On Sun, 14 Dec 2014, Sven Schreiber wrote:
there was an open-ended thread initiated by Paulo Grahl
http://lists.wfu.edu/pipermail/gretl-users/2013-December/009475.html)
about gretl's 'pca' command. I checked again and I think there still
--with a very recent snapshot-- is a bug, although slightly different
from Paulo's experience. Here's an example script:
<hansl>
open denmark
list vars = IBO IDE
# compare 'pca' and 'princomp()' in the full sample
matrix P1 = princomp({vars}, 1)
pca vars --save=1 # turns out they coincide; good
# now compare them in the reduced sample
smpl 1980:1 1985:1
matrix P2 = princomp({vars}, 1)
pca vars --save=1 # matrix and series differ; bad
# check if the PCs are different in the overlapping range
if sum(PC1 - PC11) > 0.01 # PC naming is fragile...
print "ok"
else
print "PCs are the same although they should differ" # I get this
endif
smpl --full
</hansl>
Summary: The 'princomp()' function seems to work fine, but 'pca'
apparently uses the full sample for calculating the pca, even if a
reduced sample is specified.
OK, I think I've finally worked out what the issue is here. It's
complicated by the fact that the eigenvectors of a 2 x 2 correlation
matric are invariant with respect to the (single) correlation
coefficient. For a while I thought we were in error in reporting the
same eigenvectors for the full dataset and the sub-sample, but
that's expected. The real problem was that when we standardized the
series for computing the saved PC series we used the means and
standard deviations for the full dataset, regardless of the current
sample. That's now fixed in CVS.
- Accessor for the loadings, as suggested by Henrique
(
http://lists.wfu.edu/pipermail/gretl-users/2012-March/007346.html) and
in terms of the princomp() function by myself. Allin answered that it's
easy to get them as the eigenvectors of the correlation matrix. This is
of course correct, but first it's a convenience issue, and secondly if
you perhaps want to do some simulations it seems like an avoidable
inefficiency to compute the eigenvectors twice (first implicitly in
princomp, and then explicitly by hand).
Would be nice but IMO not a high priority. The efficiency point
doesn't strike me as very important unless perhaps one were
computing PCs for a huge array of series.

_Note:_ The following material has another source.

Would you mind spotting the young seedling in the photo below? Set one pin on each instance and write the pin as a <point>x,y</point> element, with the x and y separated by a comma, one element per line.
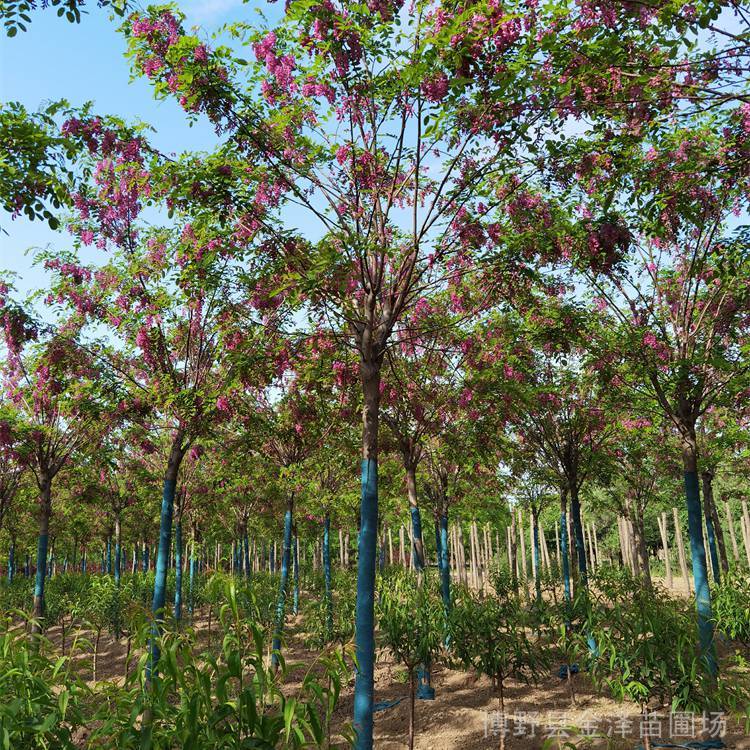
<point>411,623</point>
<point>491,635</point>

- Automatic printing of the workfile variables: When using
'pca' to save
some PCs to the workfile, gretl automatically prints all the variables
in the workfile. IMHO this contaminates the script output for no good
reason (I currently have thousands of variables in there, and it really
is a long list in the output...). So could this be switched off?
You can switch it off with "set messages off". However, in CVS I've
now made it quieter even without setting message off.
Allin